Taste the tomato sauce and season with some lemon juice if needed and some salt.
While the sauce is cooking, boil the eggs. Pour in a casserole enough water to cover all the eggs and bring it to a simmer. Using a pin, pierce a hole in the rounded part of each egg shell and gently slide them into the simmring water. Stir the eggs for the first 1-2 minutes to center the egg-yolk in the cooked egg.
Let the eggs cook for 9 minutes.
Pour the hot water out of the casserole and fill it with cold one. Do this a couple of times and let the egg cool in the water till safe to handle.

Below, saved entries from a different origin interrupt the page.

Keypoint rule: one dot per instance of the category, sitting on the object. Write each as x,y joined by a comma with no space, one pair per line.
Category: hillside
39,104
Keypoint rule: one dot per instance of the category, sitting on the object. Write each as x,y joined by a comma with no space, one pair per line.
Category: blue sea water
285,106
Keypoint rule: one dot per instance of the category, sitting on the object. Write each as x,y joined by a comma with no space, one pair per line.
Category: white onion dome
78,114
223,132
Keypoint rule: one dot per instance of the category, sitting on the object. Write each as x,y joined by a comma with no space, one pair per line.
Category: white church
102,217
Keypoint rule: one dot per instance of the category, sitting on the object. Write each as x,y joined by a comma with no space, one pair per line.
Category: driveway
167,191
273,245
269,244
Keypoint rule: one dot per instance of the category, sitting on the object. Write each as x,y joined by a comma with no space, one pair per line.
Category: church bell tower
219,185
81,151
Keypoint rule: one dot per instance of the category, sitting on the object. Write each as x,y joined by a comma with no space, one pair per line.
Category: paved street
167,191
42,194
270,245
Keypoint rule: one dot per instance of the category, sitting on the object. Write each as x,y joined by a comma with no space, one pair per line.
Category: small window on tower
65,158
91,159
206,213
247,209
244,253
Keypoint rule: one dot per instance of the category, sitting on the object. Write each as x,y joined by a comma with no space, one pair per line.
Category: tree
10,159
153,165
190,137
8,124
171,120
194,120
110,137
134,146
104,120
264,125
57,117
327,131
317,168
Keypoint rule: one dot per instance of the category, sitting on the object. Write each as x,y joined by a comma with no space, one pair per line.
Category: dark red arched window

The eggplant should be ready by now. Put the 1/3 cup vegetable oil in a wide pan and heat it over medium-high fire.
Rinse the eggplant dices thoroughly to eliminate the excess salt and then squeeze some of the water out of them. Using paper towels, pat the eggplant dices dry.
When the oil is hot (try it using a piece of eggplant) transfer the eggplant dices in the pan and switch the fire to high. Let the eggplant pan-fry, stirring them once in a while, until nice and golden brown. Transfer the eggplant dices on a plate covered with paper towel and sprinkle with a little salt.
When the tomato sauce is ready start heating up your oven to 180C/360F.
Choose an oven-proof dish that will host the eggs in either 1 or 2 layers. Peel the eggs and cut them in quarter wedges; lay them in the oven-dish, scatter some eggplant on them and some of the cheese. Spread uniformely the tomato sauce on the eggs and finish with more cheese (skip if doing two layers).
The gratin should end with a generous sprinkle of cheese on top so it will gratine properly.
Slide the gratin dish in the hot oven for 20-25 minutes or until sizzling. At this point, if the cheese on top hasn't caramelized yet, switch the grill on max for a few minutes and keep an eye on your gratin cause it might burn fast.
Serve the gratin while nice and hot and enjoy!